God’s Judgment Day will be far less harsh on us and we should not fear it. His judgments will finally crystalize around the truth of our lives, not the spin put on it by public relations or the caricature made of it by legal distinctions.

The worst that can happen to us in God’s all-knowing presence, is that our untruthful, self-applied layers of makeup and make-do will be gently removed and we will at last reach the goal of our lives: to become ourselves.

That revelation of the truth about who we are and what we really did for or to others will come less as punishment than as relief for millions of good people whose hearts were in the right place beneath the compromises and mistakes they made in life.

In short, God runs a sinner-friendly final judgment.

God’s judgment is a cure for, rather than a curse on, our imperfect ways.
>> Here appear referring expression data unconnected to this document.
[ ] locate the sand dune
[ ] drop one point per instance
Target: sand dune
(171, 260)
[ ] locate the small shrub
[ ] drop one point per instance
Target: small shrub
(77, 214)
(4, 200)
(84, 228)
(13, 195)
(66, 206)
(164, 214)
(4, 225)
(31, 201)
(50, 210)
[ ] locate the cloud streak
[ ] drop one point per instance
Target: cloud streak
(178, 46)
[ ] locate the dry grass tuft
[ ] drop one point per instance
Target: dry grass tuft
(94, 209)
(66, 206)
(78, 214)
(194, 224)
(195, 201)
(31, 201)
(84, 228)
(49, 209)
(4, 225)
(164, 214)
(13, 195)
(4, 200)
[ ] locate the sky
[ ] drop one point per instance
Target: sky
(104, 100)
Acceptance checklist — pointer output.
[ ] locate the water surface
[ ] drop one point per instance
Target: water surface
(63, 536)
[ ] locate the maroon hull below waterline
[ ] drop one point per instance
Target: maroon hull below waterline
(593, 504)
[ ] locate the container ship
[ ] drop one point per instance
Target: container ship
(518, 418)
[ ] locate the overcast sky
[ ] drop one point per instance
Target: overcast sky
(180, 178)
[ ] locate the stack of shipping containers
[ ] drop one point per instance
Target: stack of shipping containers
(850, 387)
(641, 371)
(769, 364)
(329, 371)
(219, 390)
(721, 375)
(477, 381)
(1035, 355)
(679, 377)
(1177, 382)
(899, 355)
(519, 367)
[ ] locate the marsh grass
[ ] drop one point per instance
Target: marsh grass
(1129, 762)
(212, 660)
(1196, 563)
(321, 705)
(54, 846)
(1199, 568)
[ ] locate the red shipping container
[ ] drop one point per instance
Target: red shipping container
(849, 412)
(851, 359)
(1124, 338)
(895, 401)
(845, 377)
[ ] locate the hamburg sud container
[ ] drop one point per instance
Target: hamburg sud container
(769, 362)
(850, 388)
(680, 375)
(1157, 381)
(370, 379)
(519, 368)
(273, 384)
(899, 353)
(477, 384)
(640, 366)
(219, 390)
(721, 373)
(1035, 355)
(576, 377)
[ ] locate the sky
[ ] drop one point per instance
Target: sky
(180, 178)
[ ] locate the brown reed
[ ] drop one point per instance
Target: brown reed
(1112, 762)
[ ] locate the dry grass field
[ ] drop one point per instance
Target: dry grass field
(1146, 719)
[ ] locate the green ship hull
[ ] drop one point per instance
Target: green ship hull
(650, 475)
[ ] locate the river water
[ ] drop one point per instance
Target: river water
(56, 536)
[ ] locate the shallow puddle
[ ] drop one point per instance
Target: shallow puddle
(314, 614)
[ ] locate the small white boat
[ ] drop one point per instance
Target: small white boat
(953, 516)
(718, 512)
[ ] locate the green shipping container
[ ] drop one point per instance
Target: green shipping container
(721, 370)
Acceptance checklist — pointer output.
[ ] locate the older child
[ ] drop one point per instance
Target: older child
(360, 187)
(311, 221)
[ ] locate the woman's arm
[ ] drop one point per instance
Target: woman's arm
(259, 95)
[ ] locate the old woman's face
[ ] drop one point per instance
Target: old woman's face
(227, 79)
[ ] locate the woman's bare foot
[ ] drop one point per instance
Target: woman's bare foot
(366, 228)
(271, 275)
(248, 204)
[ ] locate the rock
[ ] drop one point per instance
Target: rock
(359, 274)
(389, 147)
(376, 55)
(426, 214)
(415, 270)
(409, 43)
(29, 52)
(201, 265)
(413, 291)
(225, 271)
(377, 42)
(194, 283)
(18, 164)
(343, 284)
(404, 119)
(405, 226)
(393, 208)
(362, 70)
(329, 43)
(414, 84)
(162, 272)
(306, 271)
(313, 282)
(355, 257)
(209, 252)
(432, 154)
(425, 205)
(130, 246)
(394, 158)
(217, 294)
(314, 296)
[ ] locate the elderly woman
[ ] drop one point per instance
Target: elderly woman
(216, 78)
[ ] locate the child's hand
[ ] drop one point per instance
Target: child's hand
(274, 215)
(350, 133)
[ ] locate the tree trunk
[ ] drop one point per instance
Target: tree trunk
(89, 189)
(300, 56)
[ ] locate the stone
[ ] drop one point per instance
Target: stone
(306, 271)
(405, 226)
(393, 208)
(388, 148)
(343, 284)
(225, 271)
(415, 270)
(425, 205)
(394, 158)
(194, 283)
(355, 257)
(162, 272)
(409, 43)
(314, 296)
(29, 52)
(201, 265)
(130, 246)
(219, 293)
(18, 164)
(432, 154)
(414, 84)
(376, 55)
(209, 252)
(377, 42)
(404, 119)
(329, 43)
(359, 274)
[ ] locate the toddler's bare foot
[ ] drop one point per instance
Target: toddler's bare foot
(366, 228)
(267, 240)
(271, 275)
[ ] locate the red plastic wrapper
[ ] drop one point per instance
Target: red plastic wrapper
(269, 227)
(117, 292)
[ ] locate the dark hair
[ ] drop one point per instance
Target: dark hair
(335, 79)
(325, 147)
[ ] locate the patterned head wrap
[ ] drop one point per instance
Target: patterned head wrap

Life may be understood as a Stations of the Cross for each of us. We stumble and fall, get up and go on, learning something more at each crisis point about what we are really like.

Our small vanities will not be held against us. God is very easy on imperfections. Lawyers make a living out of them. And they count little compared to accepting the truth about ourselves that we have been seeking all our lives. The last judgment allows us to complete the process and enter eternity with the right identity.


Law, however, allows no such human understanding and reveals a slice of truth, if any at all, about us. Law has judged itself in our sight, because, in an era without standards, we have invested our hopes too fully in it as a source of ethics and morality that law can never deliver.

The recent weeks of accusations, writs, motions and maneuvers reveal that many lawyers are not interested in the whole truth but only in a part of it that they can fashion into a weapon. You cannot forsake truth and be set free. Only truth does that.

God’s judgment is freeing because he gently allows us to come to, accept, and forgive ourselves for what we truly are. We will see clearly, for example, when we loved less than we thought but also when we loved more than we imagined.

We need that final judgment to clear the docket of false imagery imposed in us when culture heaps all its sins onto the law, thinking that law can do the work of religion and morality that the same culture has abandoned.

When institutions lose confidence in their own ethical codes and procedures _ as universities, churches, the professions, and even athletic teams have in recent decades _ they turn to the law to shore up their authority and to make their decisions for them, whether it is to determine a failing grade, when the ball game can begin, or what the definition of “is” is.

But the law, even in the Supreme Court’s decisions (to which many look, as with abortion, for a moral judgment) cannot deliver the truths that, in the long run, we must define and recognize as our personal moral guidelines and our professional ethical standards.


American law, as the searing post-election experience shows, is essentially partisan: lawyers choose sides and act, not as authors of fairness, but as advocates for one party or the other. Their concern is not to effect justice or to make a more perfect world but to win at whatever cost _ even if it increases the imperfection of this world.

America’s indigestion is not from Thanksgiving. It isn’t even from the election. The heartburn and heartbreak arise from letting law take over our lives and transform its most essential human elements _ truth and trust _ to win at all costs, goals that will never be confused with justice.

Ask yourself a question. Wouldn’t you prefer God to Alan Dershowitz to preside on Judgment Day?